My interest, here, is not so much about Nabokov's abilities as a screenplay writer, if we consider present day movie-making (a sequence of 3 sec planes, for example), or his innovative insertion of movie-making tactics into his novels.
By the actual developments in games and movies, with the emergence of different languages and velocity to express human ordeals and sentiments, also by the speed in which they supersede one another, I started to wonder if last century's novels, their written text I mean, shall one day become incomprehensible to modern readers, trained as they are in the fast moving resources which are now available for them.

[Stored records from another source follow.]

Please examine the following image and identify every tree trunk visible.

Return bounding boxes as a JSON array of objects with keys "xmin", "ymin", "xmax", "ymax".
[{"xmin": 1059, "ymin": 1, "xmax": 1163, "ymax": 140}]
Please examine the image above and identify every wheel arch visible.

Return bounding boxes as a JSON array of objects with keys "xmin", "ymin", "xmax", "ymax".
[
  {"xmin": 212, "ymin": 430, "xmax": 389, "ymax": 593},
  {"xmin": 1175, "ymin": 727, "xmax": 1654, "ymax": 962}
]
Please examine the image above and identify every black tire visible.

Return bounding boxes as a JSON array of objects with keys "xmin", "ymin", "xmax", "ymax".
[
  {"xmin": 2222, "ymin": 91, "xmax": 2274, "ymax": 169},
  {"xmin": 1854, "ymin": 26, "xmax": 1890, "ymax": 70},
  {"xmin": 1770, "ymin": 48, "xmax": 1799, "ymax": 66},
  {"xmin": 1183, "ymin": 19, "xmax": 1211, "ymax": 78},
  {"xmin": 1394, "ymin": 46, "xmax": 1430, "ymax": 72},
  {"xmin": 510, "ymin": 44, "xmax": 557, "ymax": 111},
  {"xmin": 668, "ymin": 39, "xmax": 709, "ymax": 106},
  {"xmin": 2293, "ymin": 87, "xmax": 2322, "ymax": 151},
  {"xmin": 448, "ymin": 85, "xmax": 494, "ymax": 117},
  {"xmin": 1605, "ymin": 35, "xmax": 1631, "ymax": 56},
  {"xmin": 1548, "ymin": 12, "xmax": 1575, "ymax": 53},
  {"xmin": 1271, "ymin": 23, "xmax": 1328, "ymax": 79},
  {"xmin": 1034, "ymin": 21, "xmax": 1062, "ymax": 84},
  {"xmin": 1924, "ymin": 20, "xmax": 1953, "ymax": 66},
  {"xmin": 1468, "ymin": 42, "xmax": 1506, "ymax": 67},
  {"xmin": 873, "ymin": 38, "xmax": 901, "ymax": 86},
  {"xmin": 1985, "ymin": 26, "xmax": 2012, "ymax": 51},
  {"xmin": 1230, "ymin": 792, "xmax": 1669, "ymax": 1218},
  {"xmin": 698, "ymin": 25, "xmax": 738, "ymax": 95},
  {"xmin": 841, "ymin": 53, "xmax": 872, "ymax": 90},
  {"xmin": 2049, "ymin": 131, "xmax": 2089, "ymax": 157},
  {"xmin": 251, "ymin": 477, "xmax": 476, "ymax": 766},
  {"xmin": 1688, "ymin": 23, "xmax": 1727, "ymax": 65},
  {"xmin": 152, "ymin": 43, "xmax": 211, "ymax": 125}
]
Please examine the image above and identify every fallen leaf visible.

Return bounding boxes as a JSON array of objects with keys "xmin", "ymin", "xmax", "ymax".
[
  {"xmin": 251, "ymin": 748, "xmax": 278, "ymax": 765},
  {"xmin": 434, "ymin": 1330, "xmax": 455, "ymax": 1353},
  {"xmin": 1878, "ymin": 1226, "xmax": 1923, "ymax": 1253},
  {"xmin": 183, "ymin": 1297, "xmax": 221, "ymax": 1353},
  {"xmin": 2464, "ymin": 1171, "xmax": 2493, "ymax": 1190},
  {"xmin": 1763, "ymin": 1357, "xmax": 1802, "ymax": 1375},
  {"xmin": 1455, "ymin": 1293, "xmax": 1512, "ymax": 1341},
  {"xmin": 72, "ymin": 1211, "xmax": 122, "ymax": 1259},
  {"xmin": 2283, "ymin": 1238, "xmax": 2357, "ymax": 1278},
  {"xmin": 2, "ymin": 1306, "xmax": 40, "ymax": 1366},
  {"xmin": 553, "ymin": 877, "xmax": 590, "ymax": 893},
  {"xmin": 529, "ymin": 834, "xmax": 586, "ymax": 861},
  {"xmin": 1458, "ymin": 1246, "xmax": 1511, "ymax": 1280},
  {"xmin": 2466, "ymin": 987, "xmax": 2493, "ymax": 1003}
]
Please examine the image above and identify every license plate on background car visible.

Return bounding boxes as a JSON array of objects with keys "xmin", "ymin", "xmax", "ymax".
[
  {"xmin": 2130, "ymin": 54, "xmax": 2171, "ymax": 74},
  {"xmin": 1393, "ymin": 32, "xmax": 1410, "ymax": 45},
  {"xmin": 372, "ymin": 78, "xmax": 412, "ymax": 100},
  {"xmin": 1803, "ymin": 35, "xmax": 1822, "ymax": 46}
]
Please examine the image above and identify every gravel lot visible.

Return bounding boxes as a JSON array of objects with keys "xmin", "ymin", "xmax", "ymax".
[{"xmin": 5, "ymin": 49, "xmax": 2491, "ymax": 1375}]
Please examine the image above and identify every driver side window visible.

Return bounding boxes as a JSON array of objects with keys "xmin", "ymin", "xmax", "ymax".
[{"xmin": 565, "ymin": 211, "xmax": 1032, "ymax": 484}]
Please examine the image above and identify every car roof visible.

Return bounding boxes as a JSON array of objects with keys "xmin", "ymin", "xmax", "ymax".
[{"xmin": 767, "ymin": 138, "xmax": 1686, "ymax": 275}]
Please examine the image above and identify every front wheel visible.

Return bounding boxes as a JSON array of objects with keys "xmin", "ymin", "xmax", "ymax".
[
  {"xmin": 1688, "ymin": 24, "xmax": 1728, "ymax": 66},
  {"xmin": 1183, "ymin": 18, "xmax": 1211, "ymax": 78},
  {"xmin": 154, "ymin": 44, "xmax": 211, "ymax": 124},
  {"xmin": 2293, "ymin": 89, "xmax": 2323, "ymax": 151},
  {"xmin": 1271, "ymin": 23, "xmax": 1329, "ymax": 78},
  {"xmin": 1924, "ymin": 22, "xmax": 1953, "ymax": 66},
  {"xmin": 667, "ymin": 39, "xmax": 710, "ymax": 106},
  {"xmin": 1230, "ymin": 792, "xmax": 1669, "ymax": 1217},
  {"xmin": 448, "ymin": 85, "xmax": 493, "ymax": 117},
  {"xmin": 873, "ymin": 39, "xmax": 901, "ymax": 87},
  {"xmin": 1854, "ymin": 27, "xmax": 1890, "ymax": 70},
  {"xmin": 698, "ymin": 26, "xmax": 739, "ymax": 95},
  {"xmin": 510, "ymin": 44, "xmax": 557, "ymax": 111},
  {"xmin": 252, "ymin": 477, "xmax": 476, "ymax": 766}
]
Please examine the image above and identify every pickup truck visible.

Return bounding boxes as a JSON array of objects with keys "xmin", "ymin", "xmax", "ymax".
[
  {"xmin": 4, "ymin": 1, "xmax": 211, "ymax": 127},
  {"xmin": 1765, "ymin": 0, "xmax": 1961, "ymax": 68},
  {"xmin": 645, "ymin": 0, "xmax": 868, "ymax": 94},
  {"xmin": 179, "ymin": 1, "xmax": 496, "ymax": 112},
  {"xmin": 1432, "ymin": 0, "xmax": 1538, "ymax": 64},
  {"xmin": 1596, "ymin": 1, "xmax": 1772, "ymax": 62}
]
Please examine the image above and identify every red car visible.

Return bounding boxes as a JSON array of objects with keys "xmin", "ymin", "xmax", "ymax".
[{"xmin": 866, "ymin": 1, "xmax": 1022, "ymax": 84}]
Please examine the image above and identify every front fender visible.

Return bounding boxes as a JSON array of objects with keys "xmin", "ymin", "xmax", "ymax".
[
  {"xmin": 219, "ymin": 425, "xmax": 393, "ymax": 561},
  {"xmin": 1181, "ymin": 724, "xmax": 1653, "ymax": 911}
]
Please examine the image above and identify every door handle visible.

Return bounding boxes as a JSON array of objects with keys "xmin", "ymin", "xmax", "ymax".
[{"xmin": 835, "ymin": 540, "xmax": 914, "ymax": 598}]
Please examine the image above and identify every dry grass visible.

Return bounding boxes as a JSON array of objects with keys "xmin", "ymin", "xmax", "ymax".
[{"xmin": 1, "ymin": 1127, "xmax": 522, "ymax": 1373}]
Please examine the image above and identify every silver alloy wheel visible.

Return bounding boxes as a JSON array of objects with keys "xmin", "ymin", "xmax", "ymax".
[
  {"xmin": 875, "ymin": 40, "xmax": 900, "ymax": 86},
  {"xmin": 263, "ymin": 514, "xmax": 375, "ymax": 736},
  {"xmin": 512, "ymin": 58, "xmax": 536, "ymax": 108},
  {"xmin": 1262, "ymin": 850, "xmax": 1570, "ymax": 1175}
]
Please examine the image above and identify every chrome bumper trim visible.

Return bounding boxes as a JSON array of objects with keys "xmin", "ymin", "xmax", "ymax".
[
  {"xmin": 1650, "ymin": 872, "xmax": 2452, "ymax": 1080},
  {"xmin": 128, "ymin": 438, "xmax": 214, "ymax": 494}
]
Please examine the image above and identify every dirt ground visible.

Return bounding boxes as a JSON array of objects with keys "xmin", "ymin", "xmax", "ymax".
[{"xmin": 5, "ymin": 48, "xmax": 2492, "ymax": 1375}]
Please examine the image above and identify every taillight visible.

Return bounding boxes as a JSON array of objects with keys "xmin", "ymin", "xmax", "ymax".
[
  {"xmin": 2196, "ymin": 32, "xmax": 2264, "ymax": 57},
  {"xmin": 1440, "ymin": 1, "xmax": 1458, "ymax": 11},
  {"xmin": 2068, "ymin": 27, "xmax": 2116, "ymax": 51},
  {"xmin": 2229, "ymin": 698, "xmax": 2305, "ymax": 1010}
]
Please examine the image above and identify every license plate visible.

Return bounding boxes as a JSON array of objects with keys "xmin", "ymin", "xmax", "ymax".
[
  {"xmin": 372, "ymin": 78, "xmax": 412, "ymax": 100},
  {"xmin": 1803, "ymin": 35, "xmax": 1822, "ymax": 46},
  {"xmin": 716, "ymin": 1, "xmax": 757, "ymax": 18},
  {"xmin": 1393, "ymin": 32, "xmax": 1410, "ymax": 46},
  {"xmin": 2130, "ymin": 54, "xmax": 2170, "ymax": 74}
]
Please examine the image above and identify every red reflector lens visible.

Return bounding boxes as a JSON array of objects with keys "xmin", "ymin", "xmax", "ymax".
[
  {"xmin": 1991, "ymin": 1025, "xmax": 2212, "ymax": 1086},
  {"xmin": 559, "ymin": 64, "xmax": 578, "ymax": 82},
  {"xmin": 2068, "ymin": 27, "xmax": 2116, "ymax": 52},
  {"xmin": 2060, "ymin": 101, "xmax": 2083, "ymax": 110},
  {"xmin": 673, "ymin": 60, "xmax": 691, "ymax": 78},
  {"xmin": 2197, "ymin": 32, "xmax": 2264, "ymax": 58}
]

Another perspective on Fassbinder's film "Despair", "which was adapted from Nabokov's 1934 novel of the same name, also abounds with scenes that need to be tactfully handled, for all that the actress who plays Herman's dim-witted wife has been overly sexualized...The comic effect that Fassbinder thus achieves serves to reinforce the audience's awareness that Herman has 'slipped out' of normality and now exists in the parallel world of his imagination. Fassbinder intensifies this feeling with the set design; he fills the apartment with a multitude of mirrors. The intersecting reflections support the illusion of duality..." and, probably, some answers to the item I propose for the discussion of the Nab-List, can be found in the internet. I refer to Yuri Leving, "Filming Nabokov" ( On the Visual Poetics of the Text) published in Russian Studies in Literature, vol. 40, n.3, Summer 2004, p 6-31.


* - "não contem com o fim do livro" (Ed.Record,2010) "N´espérez pas vous débarasser des livres" by U. Eco and J-C Carrière,2009.